The Winnipeg Police Service headquarters in downtown Winnipeg. Photo: APTN News file

A 46-year-old woman from Winnipeg is facing several charges related to a million-dollar fraud case at Shawenim Abinoojii Inc. (SAI) – an Indigenous-run foster care agency in Manitoba.

The Winnipeg Police Service (WPS) said it has charged Gwendolen Joyce Reid with fraud, forgery and theft.

Reid was the former finance manager at the agency, which provides home placement and support worker services to Southeast Child and Family Services.

“This is a very significant fraud,” said police spokesperson Rob Carver, who used to be an investigator in the fraud squad.

“We don’t normally see frauds into the seven figures in our investigations here.”

Carver said Reid, who is free on her own recognizance, is charged with fraud over $5,000, two counts of forgery, use of a forged document, theft over $5,000, unauthorized use of credit card data, and falsification of books and documents.
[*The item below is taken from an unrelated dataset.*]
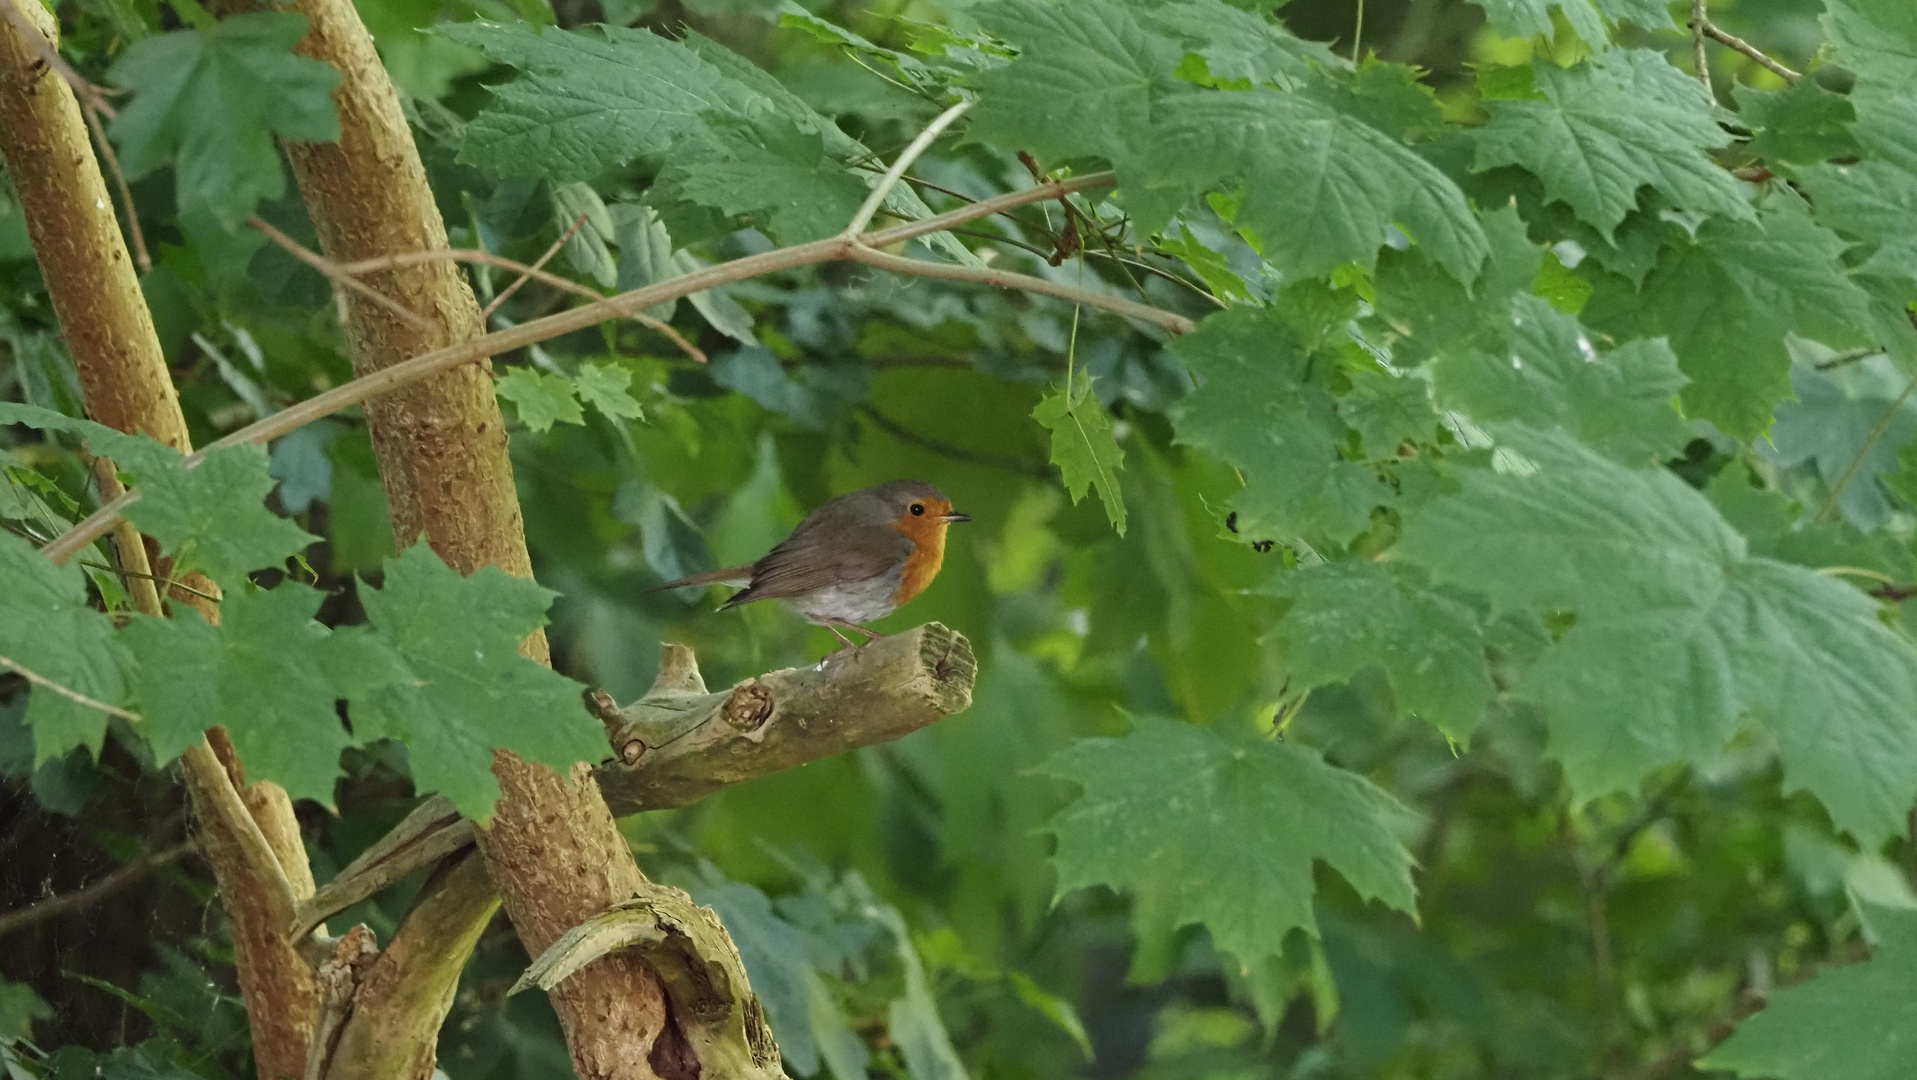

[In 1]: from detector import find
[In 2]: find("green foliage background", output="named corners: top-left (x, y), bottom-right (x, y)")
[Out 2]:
top-left (6, 0), bottom-right (1917, 1078)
The charges against Reid have not been proven in court.

Carver said the agency alerted police to potential fraudulent transactions dating back to March 2016 and continuing until April 2019. The transactions include: fraudulent cheques totalling $743,110, fraudulent payroll transactions totalling $222,432, and unauthorized credit card charges and cash advances totalling $42,000.
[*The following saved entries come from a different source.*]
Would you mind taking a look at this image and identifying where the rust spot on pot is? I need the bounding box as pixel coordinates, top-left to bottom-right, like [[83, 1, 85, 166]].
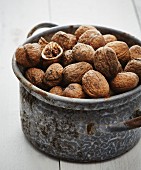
[[124, 115, 141, 129], [87, 123, 95, 135]]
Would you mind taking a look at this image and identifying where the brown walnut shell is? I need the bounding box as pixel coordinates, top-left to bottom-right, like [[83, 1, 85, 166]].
[[78, 29, 106, 49], [94, 47, 119, 79], [124, 58, 141, 79], [105, 41, 130, 64], [43, 63, 63, 87], [62, 50, 75, 66], [74, 25, 97, 39], [103, 34, 117, 44], [49, 86, 63, 96], [15, 43, 41, 67], [63, 83, 85, 98], [82, 70, 110, 98], [63, 62, 93, 85], [129, 45, 141, 59], [38, 37, 48, 51], [51, 31, 77, 50], [25, 68, 44, 88], [72, 43, 95, 64], [111, 72, 139, 93]]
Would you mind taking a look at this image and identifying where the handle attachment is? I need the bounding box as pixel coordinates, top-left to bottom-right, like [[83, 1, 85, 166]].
[[27, 22, 58, 38]]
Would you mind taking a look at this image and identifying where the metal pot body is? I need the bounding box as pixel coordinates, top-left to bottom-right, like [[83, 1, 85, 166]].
[[13, 24, 141, 162]]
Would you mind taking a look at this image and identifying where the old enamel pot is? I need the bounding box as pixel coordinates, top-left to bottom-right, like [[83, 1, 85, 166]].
[[12, 23, 141, 162]]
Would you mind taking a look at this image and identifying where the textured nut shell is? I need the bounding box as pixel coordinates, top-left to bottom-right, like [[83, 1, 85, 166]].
[[43, 63, 63, 87], [129, 45, 141, 59], [106, 41, 130, 64], [25, 68, 44, 87], [72, 43, 95, 63], [49, 86, 63, 96], [103, 34, 117, 44], [62, 50, 74, 66], [111, 72, 139, 93], [74, 25, 97, 39], [124, 59, 141, 79], [78, 29, 106, 49], [15, 43, 41, 67], [94, 47, 119, 79], [63, 62, 93, 85], [82, 70, 110, 98], [51, 31, 77, 50], [38, 37, 48, 50], [63, 83, 85, 98]]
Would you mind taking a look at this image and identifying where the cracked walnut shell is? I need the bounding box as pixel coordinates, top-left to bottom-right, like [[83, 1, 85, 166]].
[[82, 70, 110, 98], [111, 72, 139, 93], [51, 31, 77, 50], [43, 63, 63, 87], [63, 62, 93, 85], [63, 83, 85, 98], [94, 47, 119, 79], [72, 43, 95, 64], [15, 43, 41, 67]]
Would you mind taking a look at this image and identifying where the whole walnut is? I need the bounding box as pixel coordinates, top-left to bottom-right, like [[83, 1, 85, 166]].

Carver said “not much” of the $1,007,542 was recovered.

Suspected wrongdoing

Shawenim Abinoojii Inc. (SAI) executive director Jason Whitford confirmed the agency tipped police to suspected wrongdoing and provided its records for police to review.

“SAI has since worked in cooperation with the WPS from the period of April 2019 to November 2019,” he said in a statement emailed to APTN News.

The investigation took a toll on staff, Whitford added, noting the agency has filed an insurance claim to cover the losses.

The “investigation process have been a very challenging experience for the SAI organization…although SAI programming and services have maintained a high level of standard,” his statement added.

Whitford said the organization, whose name in Ojibway translates “to nurture-love the child,” has faith in the process.

“Our organization has confidence the justice system will bring accountability to this serious matter,” he said.

Reid was fired after alleged financial irregularities came to light.

“She was in a position of very high authority,” Carver noted.